Below is an excellent sitrep on the Syrian civil war. The author, Patrick Cockburn, is one of the very best observers of the Middle East.
Chuck Spinney
DECEMBER 17, 2012
What is Really Happening in Syria
Descent Into Holy War
by PATRICK COCKBURN, Counterpunch
EXTRACT:
Syria today resembles Iraq nine years ago in another disturbing respect. I have now been in Damascus for 10 days, and every day I am struck by the fact that the situation in areas of Syria I have visited is wholly different from the picture given to the world both by foreign leaders and by the foreign media. The last time I felt like this was in Baghdad in late 2003, when every Iraqi knew the US-led occupation was proving a disaster just as George W Bush, Tony Blair and much of the foreign media were painting a picture of progress towards stability and democracy under the wise tutelage of Washington and its carefully chosen Iraqi acolytes.
The picture of Syria most common believed abroad is of the rebels closing in on the capital as the Assad government faces defeat in weeks or, at most, a few months. The Secretary General of Nato, Anders Fogh Rasmussen, said last week that the regime is “approaching collapse”. The foreign media consensus is that the rebels are making sweeping gains on all fronts and the end may be nigh. But when one reaches Damascus, it is to discover that the best informed Syrians and foreign diplomats say, on the contrary, that the most recent rebel attacks in the capital had been thrown back by a government counteroffensive.

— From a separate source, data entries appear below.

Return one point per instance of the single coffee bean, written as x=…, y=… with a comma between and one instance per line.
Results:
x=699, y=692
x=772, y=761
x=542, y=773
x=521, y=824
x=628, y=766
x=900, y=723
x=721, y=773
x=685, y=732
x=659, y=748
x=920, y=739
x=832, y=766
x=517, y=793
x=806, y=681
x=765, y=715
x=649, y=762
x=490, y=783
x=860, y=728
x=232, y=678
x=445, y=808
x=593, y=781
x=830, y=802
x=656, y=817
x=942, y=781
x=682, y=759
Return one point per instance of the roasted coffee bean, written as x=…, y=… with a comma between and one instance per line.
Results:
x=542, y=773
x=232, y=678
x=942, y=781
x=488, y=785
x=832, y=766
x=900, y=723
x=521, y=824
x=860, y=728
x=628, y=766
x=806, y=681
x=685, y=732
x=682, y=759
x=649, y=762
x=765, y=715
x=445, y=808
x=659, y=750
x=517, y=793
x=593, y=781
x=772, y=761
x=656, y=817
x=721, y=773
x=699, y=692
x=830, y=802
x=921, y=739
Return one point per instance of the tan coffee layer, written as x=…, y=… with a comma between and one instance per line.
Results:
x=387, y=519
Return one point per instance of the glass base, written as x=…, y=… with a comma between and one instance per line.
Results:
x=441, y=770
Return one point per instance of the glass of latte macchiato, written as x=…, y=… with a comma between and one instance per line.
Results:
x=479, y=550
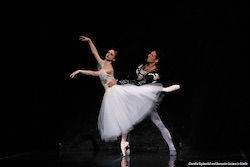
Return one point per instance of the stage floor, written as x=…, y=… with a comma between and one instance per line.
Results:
x=79, y=158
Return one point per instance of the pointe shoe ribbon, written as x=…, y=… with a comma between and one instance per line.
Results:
x=124, y=145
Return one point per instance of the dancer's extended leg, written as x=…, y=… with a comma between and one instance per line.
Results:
x=171, y=88
x=124, y=144
x=155, y=118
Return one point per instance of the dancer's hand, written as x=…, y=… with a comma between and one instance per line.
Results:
x=112, y=83
x=72, y=75
x=84, y=38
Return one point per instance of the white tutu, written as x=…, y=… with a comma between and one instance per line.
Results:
x=123, y=106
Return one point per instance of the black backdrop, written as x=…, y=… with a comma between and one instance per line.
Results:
x=206, y=46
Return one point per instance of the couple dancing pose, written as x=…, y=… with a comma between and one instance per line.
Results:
x=128, y=101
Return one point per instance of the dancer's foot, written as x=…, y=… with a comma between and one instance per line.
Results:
x=128, y=150
x=172, y=152
x=123, y=146
x=171, y=88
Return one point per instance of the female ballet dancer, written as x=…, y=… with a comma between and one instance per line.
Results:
x=123, y=106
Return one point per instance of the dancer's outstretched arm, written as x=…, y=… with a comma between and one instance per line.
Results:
x=92, y=47
x=86, y=72
x=171, y=88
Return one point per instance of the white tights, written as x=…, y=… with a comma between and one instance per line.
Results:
x=155, y=118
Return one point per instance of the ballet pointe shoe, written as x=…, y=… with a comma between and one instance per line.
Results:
x=124, y=146
x=172, y=152
x=171, y=88
x=128, y=150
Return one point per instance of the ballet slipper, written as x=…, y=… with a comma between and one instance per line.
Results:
x=123, y=146
x=172, y=152
x=128, y=150
x=171, y=88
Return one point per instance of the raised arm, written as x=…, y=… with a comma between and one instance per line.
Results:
x=86, y=72
x=92, y=47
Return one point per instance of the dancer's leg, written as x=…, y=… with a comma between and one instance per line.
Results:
x=155, y=118
x=124, y=143
x=171, y=88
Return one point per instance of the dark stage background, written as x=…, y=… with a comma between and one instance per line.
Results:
x=206, y=47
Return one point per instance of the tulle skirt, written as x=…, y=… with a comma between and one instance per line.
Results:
x=123, y=106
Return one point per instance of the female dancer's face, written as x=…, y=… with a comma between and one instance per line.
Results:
x=152, y=57
x=110, y=55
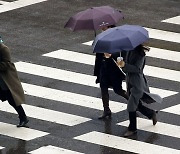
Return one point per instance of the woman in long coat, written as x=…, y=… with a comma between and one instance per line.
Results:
x=137, y=88
x=10, y=85
x=109, y=76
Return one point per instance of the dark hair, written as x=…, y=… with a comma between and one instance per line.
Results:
x=111, y=26
x=140, y=50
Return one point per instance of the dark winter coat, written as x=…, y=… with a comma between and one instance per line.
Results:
x=137, y=86
x=107, y=72
x=9, y=78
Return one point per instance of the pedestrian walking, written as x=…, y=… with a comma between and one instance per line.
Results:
x=109, y=76
x=10, y=85
x=137, y=88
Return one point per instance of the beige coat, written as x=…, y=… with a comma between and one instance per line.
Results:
x=9, y=75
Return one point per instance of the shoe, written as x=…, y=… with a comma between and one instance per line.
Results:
x=106, y=114
x=130, y=133
x=23, y=123
x=154, y=118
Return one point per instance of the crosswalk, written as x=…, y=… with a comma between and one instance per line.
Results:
x=85, y=101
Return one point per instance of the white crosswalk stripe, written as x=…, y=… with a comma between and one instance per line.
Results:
x=124, y=143
x=47, y=115
x=53, y=150
x=83, y=79
x=20, y=133
x=173, y=109
x=174, y=20
x=70, y=98
x=85, y=101
x=160, y=128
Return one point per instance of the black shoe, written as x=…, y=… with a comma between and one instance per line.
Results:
x=154, y=118
x=130, y=133
x=106, y=114
x=23, y=123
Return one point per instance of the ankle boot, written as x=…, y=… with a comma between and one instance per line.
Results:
x=23, y=122
x=106, y=113
x=132, y=128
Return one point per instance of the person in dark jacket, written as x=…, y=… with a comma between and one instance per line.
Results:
x=109, y=76
x=10, y=85
x=137, y=88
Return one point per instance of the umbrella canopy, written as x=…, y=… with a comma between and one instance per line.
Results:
x=94, y=18
x=122, y=38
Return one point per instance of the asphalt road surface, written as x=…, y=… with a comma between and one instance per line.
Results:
x=63, y=102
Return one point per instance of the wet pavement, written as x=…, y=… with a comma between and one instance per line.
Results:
x=34, y=30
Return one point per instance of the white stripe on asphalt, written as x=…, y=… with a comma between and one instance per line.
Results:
x=164, y=54
x=70, y=98
x=124, y=143
x=73, y=77
x=162, y=73
x=154, y=52
x=53, y=150
x=174, y=20
x=173, y=109
x=4, y=2
x=20, y=133
x=164, y=35
x=47, y=115
x=18, y=4
x=159, y=128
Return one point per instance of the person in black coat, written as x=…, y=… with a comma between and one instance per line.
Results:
x=137, y=88
x=109, y=76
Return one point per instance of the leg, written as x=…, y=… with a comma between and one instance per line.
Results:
x=19, y=109
x=118, y=90
x=151, y=114
x=105, y=100
x=132, y=128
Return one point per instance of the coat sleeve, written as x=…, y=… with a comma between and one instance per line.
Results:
x=5, y=59
x=136, y=67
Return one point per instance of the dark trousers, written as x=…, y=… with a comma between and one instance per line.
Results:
x=132, y=116
x=105, y=95
x=19, y=109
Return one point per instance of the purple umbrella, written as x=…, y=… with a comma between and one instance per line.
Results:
x=122, y=38
x=94, y=18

Phi Beta Iota: For decades we have talked about the need to “cast a wide net.” When clandestine reporting is non-existent or flat out false, when Embassies are bunkers with junior diplomats cowering behind the guards and unable to speak the foreign language even if they were willing to travel outside the capital city, US “Human Intelligence” or HUMINT can be said to be a failure. Open Source Intelligence (OSINT) would normally include a broad spectrum of overt human contacts across the entire country, including cell phones that can be reached efficiently for quick “eyes on” updates. This is not something the CIA's Open Source Center (OSC) is capable of doing because they are incompetent at OSINT at the same time that CIA is incompetent at HUMINT. It is time for somebody, anybody, in the Department of Defense to get it right.